Victoria University of Wellington is the only New Zealand university in the ‘Whistling While They Work 2’ study, which looks at whistleblowing processes in the public, private and not-for-profit sectors on both sides of the Tasman.
Its just-released latest report, Whistleblowing: New Rules, New Policies, New Vision captures lessons about the nature and performance of whistleblowing processes in 46 organisations in Australia and New Zealand. It draws on data from a survey of almost 18,000 people who were asked about the processes for reporting wrongdoing, actual reporting practice, and their observations of the process.
The research offers crucial insights into how organisations can handle complaints at work more effectively. The study shows that contrary to commonly held beliefs, far more complaints than expected are taken up and dealt with at various levels.

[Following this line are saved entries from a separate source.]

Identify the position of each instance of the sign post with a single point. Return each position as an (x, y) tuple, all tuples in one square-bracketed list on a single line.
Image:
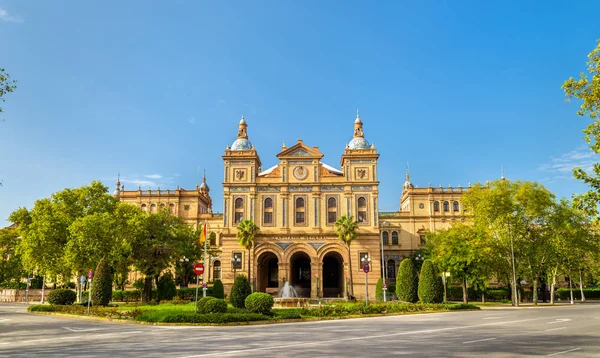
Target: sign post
[(366, 269), (198, 270), (89, 289)]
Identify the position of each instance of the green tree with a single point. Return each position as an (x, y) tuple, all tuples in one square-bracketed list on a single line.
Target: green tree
[(239, 291), (102, 285), (345, 228), (407, 282), (430, 284), (6, 85), (246, 232), (11, 269), (587, 89)]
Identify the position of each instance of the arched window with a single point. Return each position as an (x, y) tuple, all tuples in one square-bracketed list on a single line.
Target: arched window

It also shows that risk assessment is a key component: the sooner risk assessment is made on an allegation, the better the outcomes are for both individuals and organisations.
With project lead Professor A J Brown from Griffith University in Australia, Associate Professor Michael Macaulay from Victoria University of Wellington’s School of Government compared results from New Zealand and Australian public sector respondents to the survey.
Associate Professor Macaulay says the research found broad consistency in the forms of wrongdoing observed and reported by public employees in both countries and similar reasons why people chose not to report wrongdoing. Respondents in both countries did not think anything would be done, they did not feel they would be protected, and they did not think their identities would be kept secret.
Personal and workplace grievances, such as bullying, discrimination or harassment and unfair work practices were identified as being among the top five most prevalent forms of wrongdoing across the country and across local and national government.
“There does appear to be lower awareness of whistleblowing processes among respondents in New Zealand, and more formal training related to whistleblowing in Australia than New Zealand,” Associate Professor Macaulay says. “But it is interesting that in New Zealand integrity and conduct issues are discussed more informally in meetings and in office conversations. We are not saying one way is more effective than the other, but it is notable that jurisdictions appear to use different channels.”
He says the report is timely as the New Zealand Government is currently reviewing its framework of legislation and procedures around protected disclosures.
“Whistleblowing processes are vital to integrity and good governance and many organisations are becoming more aware of both the benefits and responsibilities that go with effective whistleblowing processes.”
The project is led by Griffith University’s Centre for Governance and Public Policy and includes researchers from the University of Sydney, Australian National University, Australian Securities and Investments Commission, CPA Australia and the New Zealand State Services Commission.